— Просто не заметила, — созналась я. Майор взял стакан и втиснул его мне в руку.
— Вы даже не потрудились взглянуть, мое дитя. Выпейте, оно вам полезно.
Подождав, пока я сделаю глоток виски, так заботливо приготовленного им, он затем нарочито безразличным тоном осведомился, известила ли начальница меня о моем состоянии. Я подтвердила, избегая его пристального взгляда, и он хмыкнул.
— Что вы думаете на этот счет? А? Не боитесь?
— Нисколько, сэр, — ответила я, стараясь придерживаться такого же равнодушного тона, но не совсем удачно, потому что отчетливо чувствовала его взгляд, устремленный на мою склоненную голову.
— У вас нет причин бояться, — заметил он с известной суровостью. — У сильной, здоровой женщины нет причин тревожиться из-за предстоящих родов. Ребенок всегда в радость. Для вас и вашего мужа. Эти браки военного времени, связанные с разлукой, довольно необычная вещь. Всякий брак предполагает преданность и взаимную любовь. Надеюсь, что ваш будет именно таким.
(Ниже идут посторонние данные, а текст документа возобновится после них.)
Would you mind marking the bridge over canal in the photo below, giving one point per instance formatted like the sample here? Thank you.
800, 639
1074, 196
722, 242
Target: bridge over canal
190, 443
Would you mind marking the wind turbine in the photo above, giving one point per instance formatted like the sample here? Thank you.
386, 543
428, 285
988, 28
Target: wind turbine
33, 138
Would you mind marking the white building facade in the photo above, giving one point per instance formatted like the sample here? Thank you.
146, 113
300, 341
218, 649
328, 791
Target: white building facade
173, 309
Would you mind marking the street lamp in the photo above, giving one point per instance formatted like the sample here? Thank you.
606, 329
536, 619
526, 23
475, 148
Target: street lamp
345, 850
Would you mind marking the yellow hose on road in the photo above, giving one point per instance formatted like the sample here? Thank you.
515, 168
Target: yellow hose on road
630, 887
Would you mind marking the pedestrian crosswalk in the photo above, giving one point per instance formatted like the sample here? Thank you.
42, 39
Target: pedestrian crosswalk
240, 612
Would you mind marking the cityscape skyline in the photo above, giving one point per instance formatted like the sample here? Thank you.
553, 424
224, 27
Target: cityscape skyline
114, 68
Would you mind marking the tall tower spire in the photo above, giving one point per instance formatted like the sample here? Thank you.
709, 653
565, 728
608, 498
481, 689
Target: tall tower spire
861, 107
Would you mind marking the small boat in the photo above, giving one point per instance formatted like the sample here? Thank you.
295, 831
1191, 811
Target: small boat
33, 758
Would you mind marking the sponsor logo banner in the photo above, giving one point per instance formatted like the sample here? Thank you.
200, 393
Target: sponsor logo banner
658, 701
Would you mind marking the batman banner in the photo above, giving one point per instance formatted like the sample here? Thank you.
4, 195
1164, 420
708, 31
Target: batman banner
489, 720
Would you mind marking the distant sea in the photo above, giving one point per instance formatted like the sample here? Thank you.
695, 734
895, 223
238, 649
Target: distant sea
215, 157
— Я постараюсь, — пообещала я без особой уверенности.
— Вы уезжаете в Австралию, не так ли?
— Да, сэр. По крайней мере, мне сообщила об этом моя начальница, по ее словам, это она устроила мой отъезд на госпитальном судне, отплывающем в конце недели.
— Она сделала это по моему совету, — кивнул майор. — По-моему, сейчас это для вас самое разумное. Здесь вы оставаться не можете, моя дорогая, учитывая ваше положение.
— Да, сэр, конечно, не могу.
Я понемножку отхлебывала виски, в душе желая, чтобы он поскорее ушел и оставил меня наедине с моими невеселыми думами. Но он как будто никуда не спешил; сидел, курил, разглядывая меня прищуренными глазами сквозь голубоватые облачка табачного дыма.
— Судя по тону вашего голоса, не скажешь, что вы чрезмерно рады возможности вернуться к мужу.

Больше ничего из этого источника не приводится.